Forward Looking Information and Statements
This presentation contains forward-looking statements and forward-looking information within the meaning of applicable securities laws. The use of any of the words "expect", "anticipate", "continue", "estimate", "objective",
"ongoing", "may", "will", "project", "should", "believe", "plans", "intends" and similar expressions are intended to identify forward-looking information or statements. More particularly and without limitation, this presentation includes
forward-looking information and statements about our strategy, plans and focus, forecast annual growth rates, planned capital expenditures and the source of funding of our capital program, expected future production and product
mix, the quantity and estimated value of reserves, forecast operating and financial results including funds flow, adjusted funds flow, operating income profit margin, drilling inventories and drilling plans, anticipated debt levels,
forecasted commodity prices and differentials, forecasted exchange rates, anticipated production costs and capital efficiencies.
This corporate presentation contains future-oriented financial information and financial outlook information (collectively, "FOFI") about InPlay's prospective results of operations, funds flow, adjusted funds flow, and components
thereof, all of which are subject to the same assumptions, risk factors, limitations, and qualifications as set forth in the above paragraphs. FOFI contained in this corporate presentation was made as of the date of this corporate
presentation and was provided for the purpose of providing further information about InPlay's future business operations, InPlay disclaims any intention or obligation to update or revise any FOFI contained in this corporate
presentation, whether as a result of new information, future events or otherwise, unless required pursuant to applicable cautioned that the FOFI contained in this corporate presentation should not be used for purposes other than for
which it is disclosed herein. Additionally, readers are advised that historical results, growth and transactions described in this presentation may not be reflective of future results, growth and transactions with respect to InPlay.

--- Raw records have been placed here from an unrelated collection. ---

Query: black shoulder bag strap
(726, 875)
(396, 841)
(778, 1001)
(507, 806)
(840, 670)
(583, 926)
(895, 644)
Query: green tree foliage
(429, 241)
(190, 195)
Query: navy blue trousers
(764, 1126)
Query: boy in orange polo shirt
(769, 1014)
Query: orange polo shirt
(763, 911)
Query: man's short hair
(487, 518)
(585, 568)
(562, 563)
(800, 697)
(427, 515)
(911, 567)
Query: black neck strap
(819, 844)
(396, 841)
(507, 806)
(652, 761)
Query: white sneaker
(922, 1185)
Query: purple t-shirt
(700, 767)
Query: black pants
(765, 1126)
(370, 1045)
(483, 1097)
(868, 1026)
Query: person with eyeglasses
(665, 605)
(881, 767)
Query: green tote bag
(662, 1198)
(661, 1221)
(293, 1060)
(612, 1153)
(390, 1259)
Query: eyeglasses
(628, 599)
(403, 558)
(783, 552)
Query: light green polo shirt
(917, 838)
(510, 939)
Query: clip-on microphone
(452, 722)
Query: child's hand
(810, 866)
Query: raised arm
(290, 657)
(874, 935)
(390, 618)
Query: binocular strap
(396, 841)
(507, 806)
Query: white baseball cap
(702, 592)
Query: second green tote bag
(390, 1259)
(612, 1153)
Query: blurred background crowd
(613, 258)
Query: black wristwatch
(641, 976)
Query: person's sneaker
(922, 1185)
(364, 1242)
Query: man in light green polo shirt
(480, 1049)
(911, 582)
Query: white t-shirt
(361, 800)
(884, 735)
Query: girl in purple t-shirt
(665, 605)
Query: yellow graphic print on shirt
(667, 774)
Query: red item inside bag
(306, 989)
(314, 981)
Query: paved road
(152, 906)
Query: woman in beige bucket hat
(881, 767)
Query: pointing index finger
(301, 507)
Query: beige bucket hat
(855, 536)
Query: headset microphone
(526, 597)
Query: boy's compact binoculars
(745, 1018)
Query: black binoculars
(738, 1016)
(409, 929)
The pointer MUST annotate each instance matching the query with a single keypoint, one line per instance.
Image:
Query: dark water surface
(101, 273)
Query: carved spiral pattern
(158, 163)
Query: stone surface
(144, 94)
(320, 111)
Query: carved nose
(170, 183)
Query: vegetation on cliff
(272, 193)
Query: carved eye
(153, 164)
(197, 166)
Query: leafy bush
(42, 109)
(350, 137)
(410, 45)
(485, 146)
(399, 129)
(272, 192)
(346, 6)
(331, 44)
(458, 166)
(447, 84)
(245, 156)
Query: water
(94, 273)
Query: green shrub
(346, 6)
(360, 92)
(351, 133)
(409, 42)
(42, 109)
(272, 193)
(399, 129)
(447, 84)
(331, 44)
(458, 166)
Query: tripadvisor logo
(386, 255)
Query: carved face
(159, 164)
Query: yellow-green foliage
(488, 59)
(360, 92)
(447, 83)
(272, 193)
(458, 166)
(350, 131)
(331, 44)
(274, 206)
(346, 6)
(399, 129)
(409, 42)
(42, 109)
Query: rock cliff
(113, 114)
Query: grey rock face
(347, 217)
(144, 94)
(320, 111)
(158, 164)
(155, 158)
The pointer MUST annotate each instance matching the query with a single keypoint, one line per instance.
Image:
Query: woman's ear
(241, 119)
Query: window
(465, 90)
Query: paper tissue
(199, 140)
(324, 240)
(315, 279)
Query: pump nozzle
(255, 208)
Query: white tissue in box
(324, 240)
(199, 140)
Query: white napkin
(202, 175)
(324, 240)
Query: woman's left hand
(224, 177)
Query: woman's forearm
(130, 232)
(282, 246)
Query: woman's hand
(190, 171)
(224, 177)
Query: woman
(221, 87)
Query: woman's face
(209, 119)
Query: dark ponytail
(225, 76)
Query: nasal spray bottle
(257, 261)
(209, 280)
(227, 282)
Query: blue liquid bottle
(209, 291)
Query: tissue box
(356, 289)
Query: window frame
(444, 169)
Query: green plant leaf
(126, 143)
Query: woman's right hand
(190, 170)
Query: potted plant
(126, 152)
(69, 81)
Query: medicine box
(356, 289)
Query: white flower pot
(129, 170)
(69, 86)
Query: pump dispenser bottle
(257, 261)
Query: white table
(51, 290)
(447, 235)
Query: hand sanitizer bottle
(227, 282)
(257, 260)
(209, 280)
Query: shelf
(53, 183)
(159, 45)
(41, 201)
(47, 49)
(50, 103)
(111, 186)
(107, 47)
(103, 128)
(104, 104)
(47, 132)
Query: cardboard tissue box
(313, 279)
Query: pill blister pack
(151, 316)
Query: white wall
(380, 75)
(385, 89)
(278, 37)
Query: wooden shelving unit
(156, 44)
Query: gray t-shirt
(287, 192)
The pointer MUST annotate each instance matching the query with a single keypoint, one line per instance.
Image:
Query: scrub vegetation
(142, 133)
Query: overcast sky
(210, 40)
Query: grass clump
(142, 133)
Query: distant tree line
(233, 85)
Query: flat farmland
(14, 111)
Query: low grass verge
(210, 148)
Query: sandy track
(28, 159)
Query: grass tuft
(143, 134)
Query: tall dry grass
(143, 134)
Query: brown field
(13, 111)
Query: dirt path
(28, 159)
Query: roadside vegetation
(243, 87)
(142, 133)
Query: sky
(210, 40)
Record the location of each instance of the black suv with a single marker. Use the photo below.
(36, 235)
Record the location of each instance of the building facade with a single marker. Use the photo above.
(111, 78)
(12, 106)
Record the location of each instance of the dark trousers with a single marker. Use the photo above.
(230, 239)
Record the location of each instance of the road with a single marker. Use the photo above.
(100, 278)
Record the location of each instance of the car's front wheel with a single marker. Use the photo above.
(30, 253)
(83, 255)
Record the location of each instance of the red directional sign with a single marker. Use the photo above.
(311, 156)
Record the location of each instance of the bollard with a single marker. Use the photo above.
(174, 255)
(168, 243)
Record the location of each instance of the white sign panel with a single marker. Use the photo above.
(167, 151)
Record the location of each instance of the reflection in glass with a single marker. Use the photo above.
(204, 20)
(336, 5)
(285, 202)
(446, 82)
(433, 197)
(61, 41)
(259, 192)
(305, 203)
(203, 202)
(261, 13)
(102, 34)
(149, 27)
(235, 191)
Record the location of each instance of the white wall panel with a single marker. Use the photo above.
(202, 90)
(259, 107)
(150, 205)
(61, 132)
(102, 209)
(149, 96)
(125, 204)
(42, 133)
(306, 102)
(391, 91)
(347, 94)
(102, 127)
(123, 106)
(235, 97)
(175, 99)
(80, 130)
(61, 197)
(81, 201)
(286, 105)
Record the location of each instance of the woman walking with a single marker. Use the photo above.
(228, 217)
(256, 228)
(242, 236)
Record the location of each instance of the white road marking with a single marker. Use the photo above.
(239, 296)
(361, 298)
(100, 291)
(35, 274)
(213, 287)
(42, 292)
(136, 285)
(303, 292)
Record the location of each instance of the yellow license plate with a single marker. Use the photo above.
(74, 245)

The forward-looking statements and information are based on certain key expectations and assumptions made by InPlay and its management, including expectations and assumptions concerning general economic conditions in
Canada, the United States and elsewhere, and oil and gas industry conditions, including applicable royalty rates and environmental and tax laws and regulations. Although InPlay believes that the expectations and assumptions on
which such forward-looking statements and information are based are reasonable as of the date hereof, undue reliance should not be placed on the forward-looking statements and information because InPlay can give no assurance
that they will prove to be correct.
Since forward-looking statements and information address future events and conditions, by their very nature they involve inherent risks and uncertainties. Actual results could differ materially from those currently anticipated due to a
number of factors and risks including, but not limited to the risks associated with the oil and gas industry in general. Readers are cautioned that the foregoing list of factors is not exhaustive. The forward-looking statements and
information contained in this presentation are made as of the date hereof and InPlay undertakes no obligation to update publicly or revise any forward-looking statements or information, whether as a result of new information, future
events or otherwise, unless so required by applicable securities laws.
In addition, this presentation contains certain forward-looking information relating to economics for drilling opportunities in the areas that InPlay has an interest. Such information includes, but is not limited to, anticipated payout
rates, rates of return, profit to investment ratios and recycle ratios which are based on additional various forward looking information such as production rates, anticipated well performance and type curves, the estimated net present
value of the anticipated future net revenue associated with the wells, anticipated reserves, anticipated capital costs, anticipated finding and development costs, estimated ultimate recoverable volumes, anticipated future royalties,
operating expenses, and transportation expenses.